Extended Data Fig. 1 Quality assessment of mtDNA-enriched libraries.

a) Each bar represents the coverage of a single DGRP line. Samples sequenced using a paired-end strategy are shown in grey and samples sequenced using a single-end strategy are shown in blue. See also Supplementary Table 1 for a detailed overview of sequence statistics per sample. b) Comparison of the normalized coverage between our mtDNA sequencing method (blue) and the regular sequencing profile of Mackay et al. 2012 [11] (pink) across the mitochondrial genome. Solid lines depict the coverage profile per DGRP line and dashed lines depict the overall coverage per bp achieved by each of the studies. GC-content is depicted with a grey solid line (200 bp bins). Light green blocks represent the mitochondrial genes excluding tRNAs. c) Dots represent the coverage per DGRP line in the coding region. The barplot represents the mean coverage over all DGRP lines in the coding region. Error bars represent the standard error of means. d) Number of DGRP lines with loci containing a coverage below 10× . e) Average number of loci with a coverage below 10 × . Dots represent number of loci below 10× per DGRP line, and the barplot represents the mean of all populations with loci below 10× coverage. Error bars represent the standard error of means of all represented populations.

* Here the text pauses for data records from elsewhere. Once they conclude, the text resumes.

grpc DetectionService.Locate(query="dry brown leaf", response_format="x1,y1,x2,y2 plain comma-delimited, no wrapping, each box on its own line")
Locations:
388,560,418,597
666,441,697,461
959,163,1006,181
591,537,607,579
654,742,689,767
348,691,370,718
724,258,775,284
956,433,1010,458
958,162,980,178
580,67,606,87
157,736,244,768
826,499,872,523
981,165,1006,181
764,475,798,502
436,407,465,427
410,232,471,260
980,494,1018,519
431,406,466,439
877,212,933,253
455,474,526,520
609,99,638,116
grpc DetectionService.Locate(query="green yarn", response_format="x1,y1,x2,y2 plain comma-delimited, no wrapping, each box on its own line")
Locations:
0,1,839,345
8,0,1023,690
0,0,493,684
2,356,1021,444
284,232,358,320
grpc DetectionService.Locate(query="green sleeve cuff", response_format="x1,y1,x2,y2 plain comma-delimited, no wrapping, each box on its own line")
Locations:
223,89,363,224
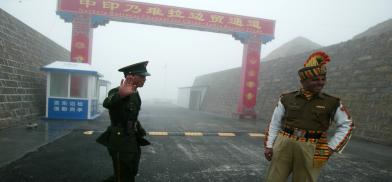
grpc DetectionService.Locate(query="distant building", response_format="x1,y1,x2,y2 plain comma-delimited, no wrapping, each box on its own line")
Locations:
177,86,208,110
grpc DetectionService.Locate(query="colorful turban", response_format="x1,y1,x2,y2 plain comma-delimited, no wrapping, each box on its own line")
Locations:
298,51,330,80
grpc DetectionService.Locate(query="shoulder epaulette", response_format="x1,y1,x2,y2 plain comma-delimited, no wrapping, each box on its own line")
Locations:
108,87,119,95
321,92,340,100
280,91,298,97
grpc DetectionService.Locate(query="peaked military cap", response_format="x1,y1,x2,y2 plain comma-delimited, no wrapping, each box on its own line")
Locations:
298,51,330,80
118,61,151,76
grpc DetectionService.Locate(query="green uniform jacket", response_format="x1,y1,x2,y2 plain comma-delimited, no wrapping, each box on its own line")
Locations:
97,87,149,152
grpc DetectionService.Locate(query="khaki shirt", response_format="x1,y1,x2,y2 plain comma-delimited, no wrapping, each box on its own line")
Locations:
281,91,340,131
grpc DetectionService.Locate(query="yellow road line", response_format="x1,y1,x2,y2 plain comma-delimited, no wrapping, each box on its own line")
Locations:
83,130,94,135
148,131,169,136
249,133,265,137
91,130,265,137
218,132,236,137
184,132,203,136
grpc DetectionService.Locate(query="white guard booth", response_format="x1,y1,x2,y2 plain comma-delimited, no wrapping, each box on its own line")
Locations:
41,61,103,120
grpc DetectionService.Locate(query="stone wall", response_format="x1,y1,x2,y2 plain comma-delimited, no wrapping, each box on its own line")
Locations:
193,30,392,145
0,9,69,129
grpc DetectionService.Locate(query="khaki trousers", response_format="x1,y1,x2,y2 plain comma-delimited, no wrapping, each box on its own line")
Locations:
265,134,323,182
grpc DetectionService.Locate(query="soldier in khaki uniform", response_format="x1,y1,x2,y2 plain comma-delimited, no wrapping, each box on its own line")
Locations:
97,61,151,182
264,51,354,182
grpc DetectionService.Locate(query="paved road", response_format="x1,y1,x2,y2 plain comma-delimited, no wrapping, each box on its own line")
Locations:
0,103,391,182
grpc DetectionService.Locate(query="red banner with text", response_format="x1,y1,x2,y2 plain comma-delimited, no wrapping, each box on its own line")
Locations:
58,0,274,36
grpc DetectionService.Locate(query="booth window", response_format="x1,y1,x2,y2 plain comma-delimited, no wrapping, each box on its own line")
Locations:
70,74,88,98
50,72,68,97
92,77,98,98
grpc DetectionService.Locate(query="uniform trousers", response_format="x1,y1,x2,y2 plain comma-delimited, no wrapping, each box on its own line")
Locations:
108,146,141,182
265,133,323,182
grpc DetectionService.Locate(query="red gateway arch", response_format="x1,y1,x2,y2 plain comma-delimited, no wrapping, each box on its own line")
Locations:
57,0,275,119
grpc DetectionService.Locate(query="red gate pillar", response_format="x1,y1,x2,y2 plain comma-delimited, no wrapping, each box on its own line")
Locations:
233,34,261,119
69,14,93,97
70,14,93,64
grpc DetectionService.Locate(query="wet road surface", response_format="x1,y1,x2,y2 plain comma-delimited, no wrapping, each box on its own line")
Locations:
0,103,391,182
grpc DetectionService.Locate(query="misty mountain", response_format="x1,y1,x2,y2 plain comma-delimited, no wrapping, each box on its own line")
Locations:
262,36,322,62
353,18,392,40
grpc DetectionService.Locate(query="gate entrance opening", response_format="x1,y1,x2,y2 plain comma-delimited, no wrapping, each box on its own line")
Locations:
57,0,275,119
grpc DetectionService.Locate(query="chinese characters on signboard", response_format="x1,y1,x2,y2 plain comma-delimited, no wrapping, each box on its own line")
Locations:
52,99,85,113
58,0,274,35
48,98,88,119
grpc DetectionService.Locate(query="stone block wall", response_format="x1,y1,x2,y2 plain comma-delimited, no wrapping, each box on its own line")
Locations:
0,9,69,129
193,30,392,145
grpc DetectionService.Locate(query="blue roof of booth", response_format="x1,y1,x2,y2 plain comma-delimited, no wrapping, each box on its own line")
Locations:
41,61,102,76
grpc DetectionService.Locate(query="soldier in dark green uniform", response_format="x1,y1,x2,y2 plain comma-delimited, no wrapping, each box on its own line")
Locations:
264,52,354,182
97,61,151,182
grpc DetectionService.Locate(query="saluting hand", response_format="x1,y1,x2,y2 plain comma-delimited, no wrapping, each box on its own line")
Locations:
119,75,137,98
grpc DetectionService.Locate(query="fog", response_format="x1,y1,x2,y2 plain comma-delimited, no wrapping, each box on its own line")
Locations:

Extended Data Fig. 2 NUMT analysis schematic.

A schematic representation for our newly developed computational strategy to detect NUMTs. The upper part shows the mapping of short Illumina reads solely to the mitochondrial genome and the detection of points that could be putative integration sites of mitochondrial fragments into the nuclear genome (breakpoints) as transitions from soft clipped bases to matching bases (SM) or the other way around (MS). All possible combinations of Illumina paired end reads in relation to their alignment to the breakpoints are depicted. The reads that could not be used in the breakpoint inference are shaded. Parts of the read matched to the mitochondrial genome is colored in orange, whereas soft clipped parts, putatively matching to the nuclear genome, are colored in green. The nuclear genome harboring the NUMT is shaded and represented with a dotted line to indicate that the reads were not aligned to it. A similar scenario would take place for the single end Illumina reads. For the second part, alignment of the 454 reads to SM and MS genomes is performed. SM reads are reads with the first part being soft clipped and the second part matching to the mitochondrial genome. Those reads mark the start of putative NUMTs. The consensus sequence of reads was inferred and was considered as an SM genome. Similarly, MS reads mark the end of putative NUMTs and thus the consensus of the reads presents an MS genome. Next, 454 reads were mapped to both SM and MS genomes and only reads aligned to both SM and MS ‘chromosomes’ were used to infer a consensus sequence of a putative NUMT.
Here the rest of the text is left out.